Kim ended the statement by saying she’s “currently re-evaluating” the future of her relationship with the brand, based “off their willingness to accept accountability for something that should have never happened to begin with.”

November 28, 2022: An additional statement from Balenciaga amid public scrutiny that the brand is trying to deflect blame

An in-feed post summing up Balenciaga’s positioning on both campaigns and a list of actions it will be taking moving forward was uploaded to its Instagram, which was completely wiped clean, save for the announcement.

In the statement, Balenciaga maintained that “all the items included in [the Garde-Robe campaign] were provided by third parties that confirmed in writing that these props were fake office documents. They turned out to be real legal papers most likely coming from the filming of a television drama.” It added that, “The inclusion of these unapproved documents was the result of reckless negligence for which Balenciaga has filed a complaint.”

Also on November 28, 2022: Balenciaga creative director Demna Gvasalia’s Global Voices Award is revoked

Influential industry resource Business of Fashion announced via Twitter that Demna Gvasalia, Balenciaga’s current creative director, would have his Global Voices Award rescinded in the wake of the luxury brand’s continued ad scandal.

December 2, 2022

Demna finally broke his silence on the controversy by apologizing primarily for his part in the oversight of the “Gift Collection” campaign via Instagram. “I want to personally apologize for the wrong artistic choice of concept for the gifting campaign with the kids and I take my responsibility,” the designer began the post. “It was inappropriate to have kids promote objects that had nothing to do with them,” he continued, adding that, though he at times likes “to provoke a thought” in his campaigns, he “would NEVER have an intention to do that with such an awful subject as child abuse.”

“I need to learn from this, listen and engage with child protection organizations to know how I can contribute and help on this terrible subject,” he added before concluding by saying, “I apologize to anyone offended by the visuals and Balenciaga has guaranteed that adequate measures will be taken not only to avoid similar mistakes in the future but also to take accountability in protecting child welfare in every way we can.”

Balenciaga, too, uploaded another post—this one with more concrete actionable steps it will be taking moving forward, including dropping the $25 million lawsuit against North Six and Nicholas Des Jardins, setting aside a “significant fund for grants to organizations” aimed at protecting children, and working to have a more symbiotic creative process wherein the brand will ensure that internal and external parties are specifically designated to “evaluate our content.”

Has Balenciaga ever been involved in other controversies?

The short answer?
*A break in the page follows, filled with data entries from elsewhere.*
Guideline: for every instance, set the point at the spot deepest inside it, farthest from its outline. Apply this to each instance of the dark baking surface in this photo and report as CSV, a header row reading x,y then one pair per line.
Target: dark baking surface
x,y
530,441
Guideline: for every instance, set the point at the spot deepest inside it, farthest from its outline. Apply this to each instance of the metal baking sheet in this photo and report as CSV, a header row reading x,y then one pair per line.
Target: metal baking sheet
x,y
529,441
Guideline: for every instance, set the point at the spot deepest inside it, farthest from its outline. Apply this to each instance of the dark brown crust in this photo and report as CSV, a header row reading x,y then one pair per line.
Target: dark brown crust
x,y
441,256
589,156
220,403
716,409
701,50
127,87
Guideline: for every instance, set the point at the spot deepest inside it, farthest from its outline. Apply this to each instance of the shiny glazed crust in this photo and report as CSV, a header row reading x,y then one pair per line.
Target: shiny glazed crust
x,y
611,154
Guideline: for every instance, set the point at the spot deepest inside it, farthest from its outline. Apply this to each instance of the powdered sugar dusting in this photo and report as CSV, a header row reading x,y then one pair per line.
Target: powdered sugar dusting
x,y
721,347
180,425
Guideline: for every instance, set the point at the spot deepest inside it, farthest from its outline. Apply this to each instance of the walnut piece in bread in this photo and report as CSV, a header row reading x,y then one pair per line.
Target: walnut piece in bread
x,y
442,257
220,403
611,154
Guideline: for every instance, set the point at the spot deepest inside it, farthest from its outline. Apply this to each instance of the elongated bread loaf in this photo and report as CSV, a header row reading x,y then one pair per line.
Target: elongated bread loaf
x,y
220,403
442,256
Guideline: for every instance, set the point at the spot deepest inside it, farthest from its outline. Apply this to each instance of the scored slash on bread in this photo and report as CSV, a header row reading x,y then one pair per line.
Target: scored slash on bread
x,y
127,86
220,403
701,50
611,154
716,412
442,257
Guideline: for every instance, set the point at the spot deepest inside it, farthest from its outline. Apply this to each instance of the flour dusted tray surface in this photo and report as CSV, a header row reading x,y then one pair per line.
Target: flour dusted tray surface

Absolutely. Since Demna began helming Balenciaga in 2015, it has sparked its fair share of controversial moments, including more harmless fashion subversions, like remaking IKEA’s 99-cent shopping bag and selling it for $2,145 and producing frayed and destroyed sneakers for $1,850.

More recently, the brand was called out for appropriation over its $1,190 Trompe-L’Oeil pants, which were lined with visible boxers on the inside. “Balenciaga men’s Trompe-L’Oeil sweatpants in red triggers immediate concern given the grotesque similarity to the iconic African American hip hop aesthetic worn by Black Americans for decades that has resulted in the imprisonment and death of Black men,” Marquita Gammage, an associate professor of Africana Studies at California State University, Northridge, expressed to CNN via email.

“The trousers have commercial cultural appropriation written all over them; branded with the name Balenciaga...Sagging attire has been consequential for African Americans; yet companies like Balenciaga seek to capitalize off of Blacks and Black cultural styles while failing to challenge systematic racism that criminalizes Blacks and Black clothing trends,” Gammage added.

The future of the brand remains to be seen, but some wonder if this controversy in particular might just be Balenciaga’s last curtain call.